The catastrophic economic situation that followed the first war in Nagorno-Karabagh (1991-1992)—collapse of infrastructures, blockage, hunger, cold winters without electricity—made many directors quit their filmmaking careers and look for jobs to survive. The film industry almost stopped functioning for several years. The revival started to take place in 2000s, but a corrupted funding system brought only frustration and amateur films.
The establishment of the Golden Apricot International Film Festival in 2004 played a crucial role in the development of the Armenian film industry. Through its 20 years of existence, the festival became the only alternative source for distribution introducing Armenian audience to independent cinema. Various workshops, trainings and the co-production market within the festival have brought up a generation of aspiring filmmakers and opened a path for alternative film funding opportunities. The Velvet Revolution of 2018 became another turning point for the film industry development. Shushanik Mirzakhanyan, the newly-appointed head of the National Cinema Center of Armenia, NCCA (the successor of ArmenFilm and main film funding body of Armenia) and her team considerably improved the transparency and funding regulations of the organization, thus providing many young filmmakers with a chance to make films. As a result, more Armenian films are produced and presented at the international film festivals: Cannes (Should the Wind Drop, Nora Martirosyan, 2020), Busan (Chnchik, Aram Shahbazyan, 2020), DOK Leipzig (Village of Woman, Tamara Stepanyan, 2019 and Nothing to Be Afraid Of, Silva Khnkanosyan, 2019), Visions du Reél (5 Dreams and a Horse, Vahagn Khachatryan, Aren Malakyan, 2022), Annecy (Aurora’s Sunrise, Inna Sahakyan, 2022). Besides auteur cinema, NCCA also finances entertaining films that get wider distribution in the country.
Currently, Armenia has a small but relatively stable rate of film production with around 15 films a year. Mostly funded by NCCA, many of these films are co-produced with Europe. The number of female directors has considerably increased in the recent years, bringing more female stories to the screen, thus making it one of the current topics of Armenian cinema.

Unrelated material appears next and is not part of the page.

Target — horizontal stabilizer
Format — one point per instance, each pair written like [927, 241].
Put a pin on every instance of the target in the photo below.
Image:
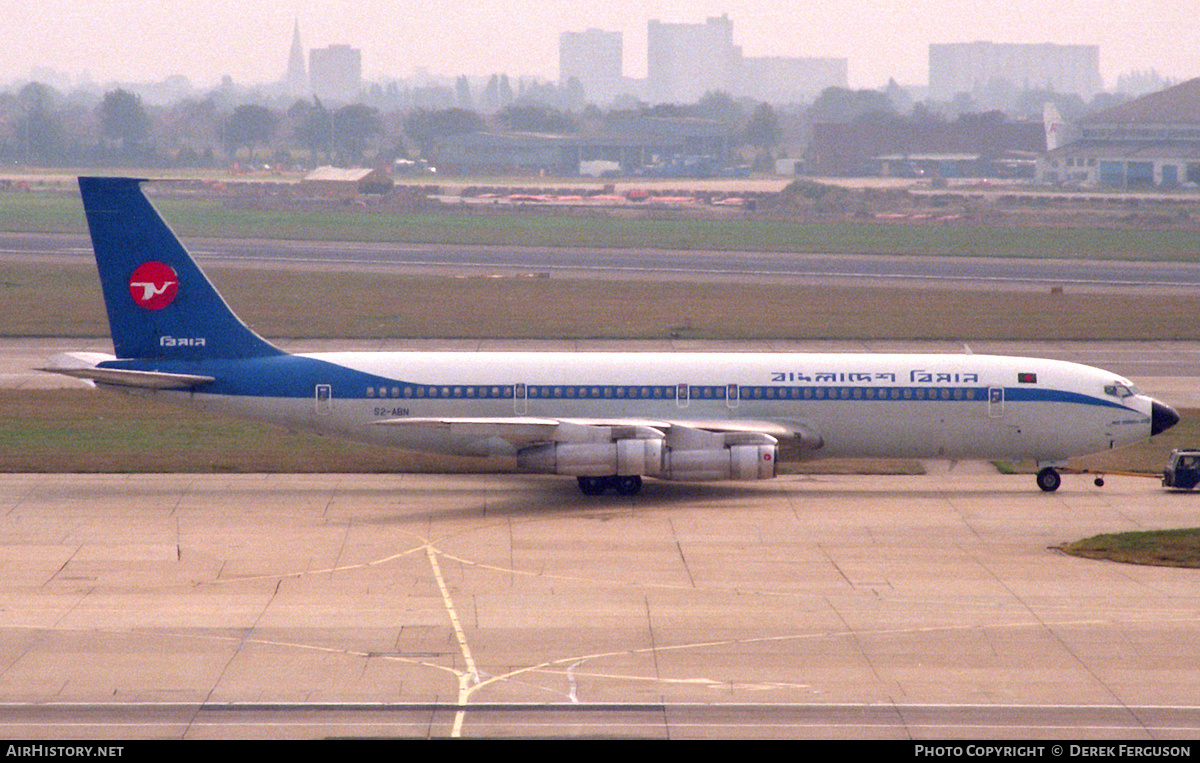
[84, 366]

Other prevailing themes of the contemporary cinema are the wars in Nagorno- Karabagh and the Velvet Revolution.
The industry still has many problems to solve but hopefully, the first hundred years of the experience will make the second hundred easier to pass.
A cohort of the Critics Academy of the Film at Lincoln Center, Sona Karapoghosyan is an Armenian film critic and curator. Since 2018, she has curated the Regional Competition program of the Golden Apricot International Film Festival focusing on films from Western Asia. A member of The International Federation of Film Critics (FIPRESCI), Karapoghosyan contributes to several local and international publications.